De Blasio stared by confirming that there were thankfully no injuries or hospitalizations due to the blackout, despite a spike in emergency calls FDNY Commissioner Daniel Nigro noted later on.
Nigro also said 94 additional EMS units were dispatched during the blackout out of caution. The top FDNY official added that 400 elevators were reported stuck in the outage.
Just two weeks on the job, Emergency Management Commissioner Deanne Criswell confirmed all power was restored by midnight Sunday, after nearly 73,000 Con Ed customers lost power over six networks.
Criswell also confirmed that all MTA subway service had been restored despite service disruptions Saturday night, and that all traffic signals were restored by Sunday.
One hospital, Mount Sinai West on 10th Avenue at 59th Street, was impacted, but they were able to quickly switch to generator power during the outage, Criswell said. The hospital is now back on grid power.
NYPD Commissioner James O'Neill said police were notified of the outage at 6:47 p.m. Saturday, and 400 additional officers were deployed to the affected areas in midtown and other parts of Manhattan's West Side, in addition to 100 additional traffic agents.
The commissioner also mentioned about 2,800 subway passengers were affected by two stalled trains that needed assistance, one at 59th Street and Columbus Circle and the other at 86th Street and Broadway.
Con Ed President Timothy Cawley gave a technical breakdown of the chain of events they believe led to the massive outage, saying a substation near 49th street on the West Side became de-engergized.
While Cawley said the agency is still vigorously investigating the definite root cause of the outage, they are confident that Saturday's blackout had nothing to do with high demand. "No correlation," he said.
Earlier Sunday, New York's Sen.

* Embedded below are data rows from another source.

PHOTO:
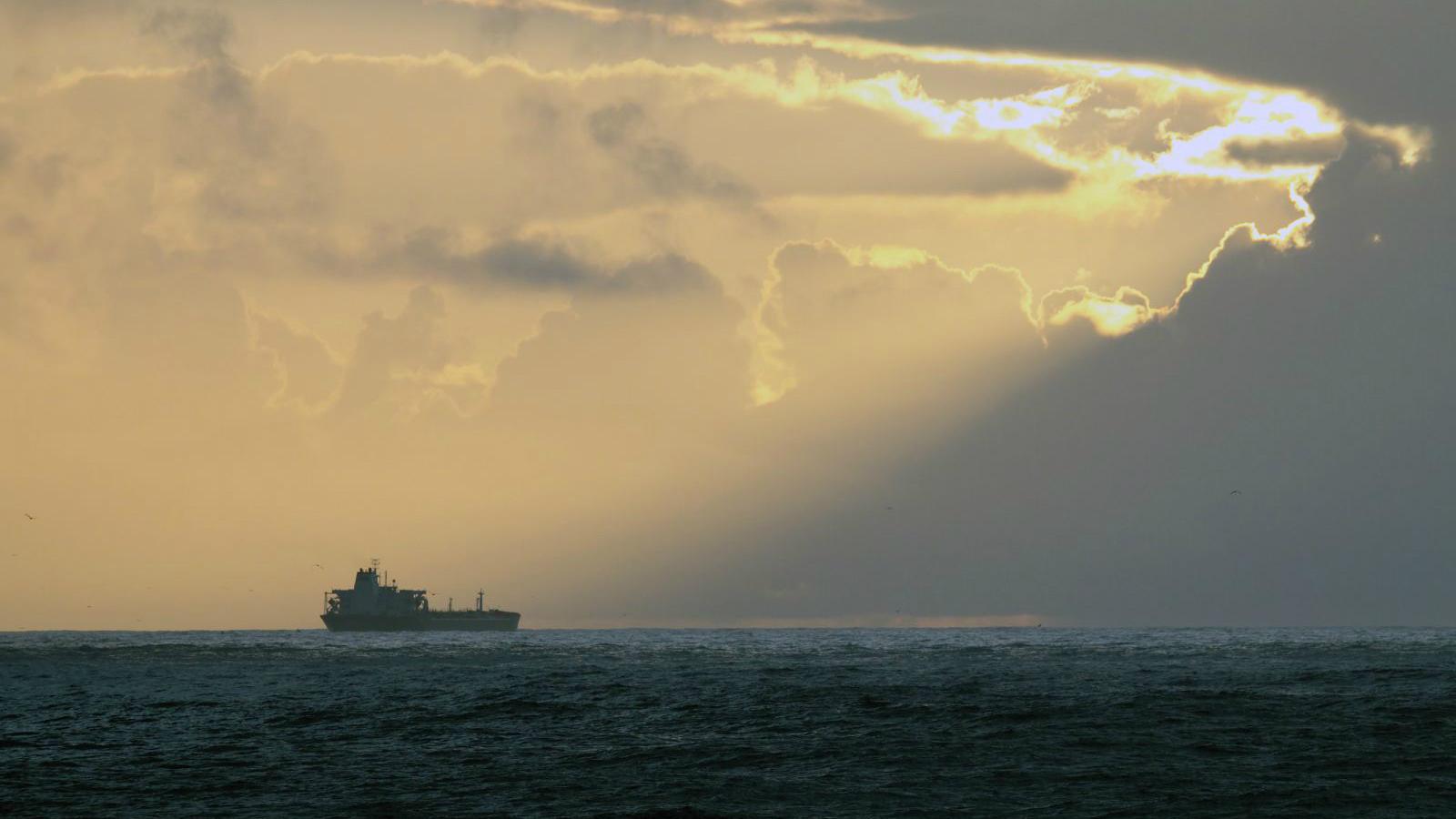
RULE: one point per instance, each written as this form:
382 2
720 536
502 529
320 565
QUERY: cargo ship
373 605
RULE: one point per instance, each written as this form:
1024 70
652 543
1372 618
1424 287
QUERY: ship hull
433 622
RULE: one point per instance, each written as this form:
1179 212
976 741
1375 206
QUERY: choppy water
732 723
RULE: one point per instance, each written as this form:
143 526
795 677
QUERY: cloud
1315 379
1285 46
616 370
310 372
855 321
400 363
538 264
662 167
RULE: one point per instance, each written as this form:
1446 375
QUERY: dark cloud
206 35
660 165
1285 152
389 347
1318 382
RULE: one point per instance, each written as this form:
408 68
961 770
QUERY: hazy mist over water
1018 722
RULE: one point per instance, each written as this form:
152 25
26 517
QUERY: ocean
1019 722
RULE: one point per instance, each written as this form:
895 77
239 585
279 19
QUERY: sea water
732 723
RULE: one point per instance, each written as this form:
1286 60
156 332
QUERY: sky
728 312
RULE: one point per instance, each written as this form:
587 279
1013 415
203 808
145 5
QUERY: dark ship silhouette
385 606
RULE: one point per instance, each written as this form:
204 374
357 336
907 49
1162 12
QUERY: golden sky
717 312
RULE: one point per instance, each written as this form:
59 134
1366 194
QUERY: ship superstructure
375 605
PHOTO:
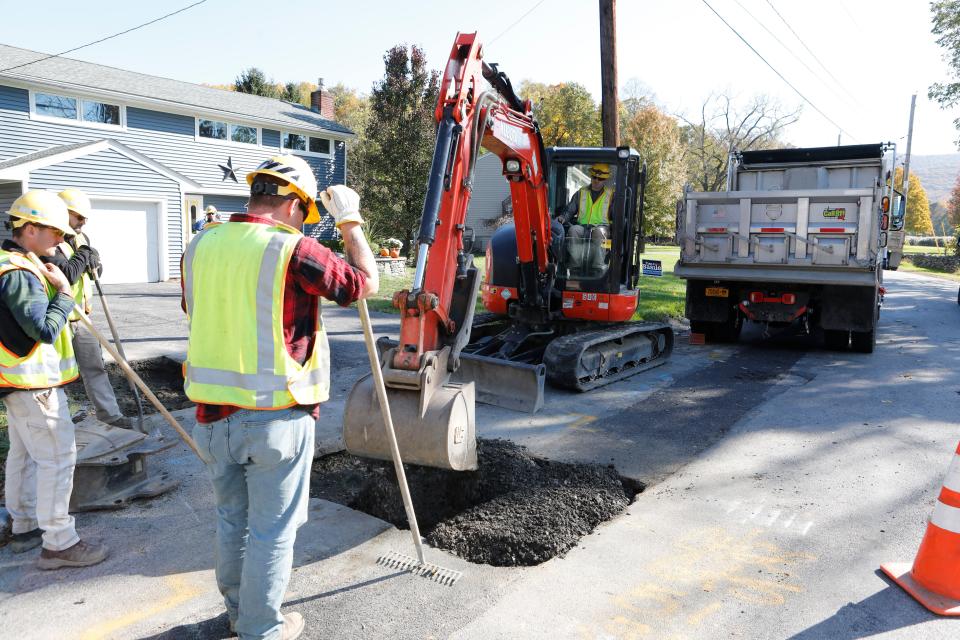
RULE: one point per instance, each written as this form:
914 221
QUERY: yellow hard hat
600 170
77 201
299 178
43 208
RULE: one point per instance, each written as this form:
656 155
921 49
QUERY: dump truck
800 235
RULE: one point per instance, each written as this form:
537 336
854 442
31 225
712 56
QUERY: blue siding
9 191
167 138
270 138
111 173
158 121
226 204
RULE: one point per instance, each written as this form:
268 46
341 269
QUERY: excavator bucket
434 422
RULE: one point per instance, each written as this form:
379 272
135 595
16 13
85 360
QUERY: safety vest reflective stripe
946 517
47 365
257 371
594 211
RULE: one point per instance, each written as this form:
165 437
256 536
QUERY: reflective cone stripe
934 579
937 565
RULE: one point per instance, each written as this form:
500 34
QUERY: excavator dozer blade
502 383
437 429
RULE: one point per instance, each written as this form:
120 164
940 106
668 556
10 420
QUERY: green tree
566 112
917 221
656 135
946 26
255 82
393 162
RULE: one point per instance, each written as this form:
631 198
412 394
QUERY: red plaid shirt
314 271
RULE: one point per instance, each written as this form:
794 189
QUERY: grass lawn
909 266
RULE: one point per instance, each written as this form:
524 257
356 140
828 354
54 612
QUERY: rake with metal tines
417 566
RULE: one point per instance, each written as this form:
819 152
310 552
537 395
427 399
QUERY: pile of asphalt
163 376
515 510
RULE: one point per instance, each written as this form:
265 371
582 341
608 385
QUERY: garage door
126 235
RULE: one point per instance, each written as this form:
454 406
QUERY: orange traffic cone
934 579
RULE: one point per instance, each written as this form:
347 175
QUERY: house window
310 145
101 112
56 106
240 133
227 131
84 111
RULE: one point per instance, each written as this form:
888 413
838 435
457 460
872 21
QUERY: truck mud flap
502 383
113 467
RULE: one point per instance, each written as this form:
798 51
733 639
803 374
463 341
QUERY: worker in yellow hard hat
78 259
588 216
258 368
36 360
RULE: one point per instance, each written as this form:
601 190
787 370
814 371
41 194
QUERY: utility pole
906 158
608 73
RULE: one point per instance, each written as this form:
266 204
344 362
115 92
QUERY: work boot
122 422
21 542
82 554
292 626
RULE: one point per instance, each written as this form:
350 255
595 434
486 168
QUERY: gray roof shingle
79 75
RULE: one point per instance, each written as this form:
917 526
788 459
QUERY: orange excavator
559 299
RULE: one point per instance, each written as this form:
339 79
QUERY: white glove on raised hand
341 202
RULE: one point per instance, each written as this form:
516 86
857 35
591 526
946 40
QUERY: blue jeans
259 463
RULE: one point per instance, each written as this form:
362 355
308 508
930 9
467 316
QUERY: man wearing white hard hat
76 258
36 360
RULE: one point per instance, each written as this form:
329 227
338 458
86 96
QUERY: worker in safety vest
588 214
77 259
36 359
258 367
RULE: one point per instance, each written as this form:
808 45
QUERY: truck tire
863 341
836 340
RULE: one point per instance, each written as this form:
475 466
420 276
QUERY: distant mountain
937 173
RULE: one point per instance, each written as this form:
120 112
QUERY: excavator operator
589 217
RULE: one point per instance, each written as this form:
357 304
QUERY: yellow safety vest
47 365
594 211
83 287
234 276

Chuck Schumer called for a federal probe into the blackout.
Watch the full media conference with Mayor de Blasio, city officials and Con Ed officials below.
Schumer said the Department of Energy's Office of Electricity should investigate the work being done by Con Ed to maintain and upgrade the city's power grid after the power failure on Saturday night in midtown, Hell's Kitchen and into the Upper West Side — some of the busiest parts of Manhattan.
Schumer says the federal agency should consider the New York City blackout a national priority because any lessons learned can be applied nationally.
Governor Andrew Cuomo called the blackout "unacceptable" Saturday night, insisting a system ensuring redundancy to prevent such a cascade of failures needs to be implemented. Cuomo spoke alongside Con Ed CEO John McAvoy at a media conference.
Power was fully restored to thousands of customers early Sunday after the massive outage plunged a swath of Manhattan's West Side into darkness, eerily happening on the 42nd anniversary of the infamous 1977 blackout that darkened most of the city.
No injuries were reported in Saturday's outage but the it did leave thousands trapped in subways and building elevators. Meanwhile in the streets, some New Yorkers stepped up to help direct traffic at busy intersections where the traffic lights had gone out.
McAvoy said Saturday that a "significant disturbance" on the West Side interrupted power to six networks. The city is carved into individual networks (essentially electricity neighborhoods) that deliver energy. The agency isolated the equipment that may have been the cause.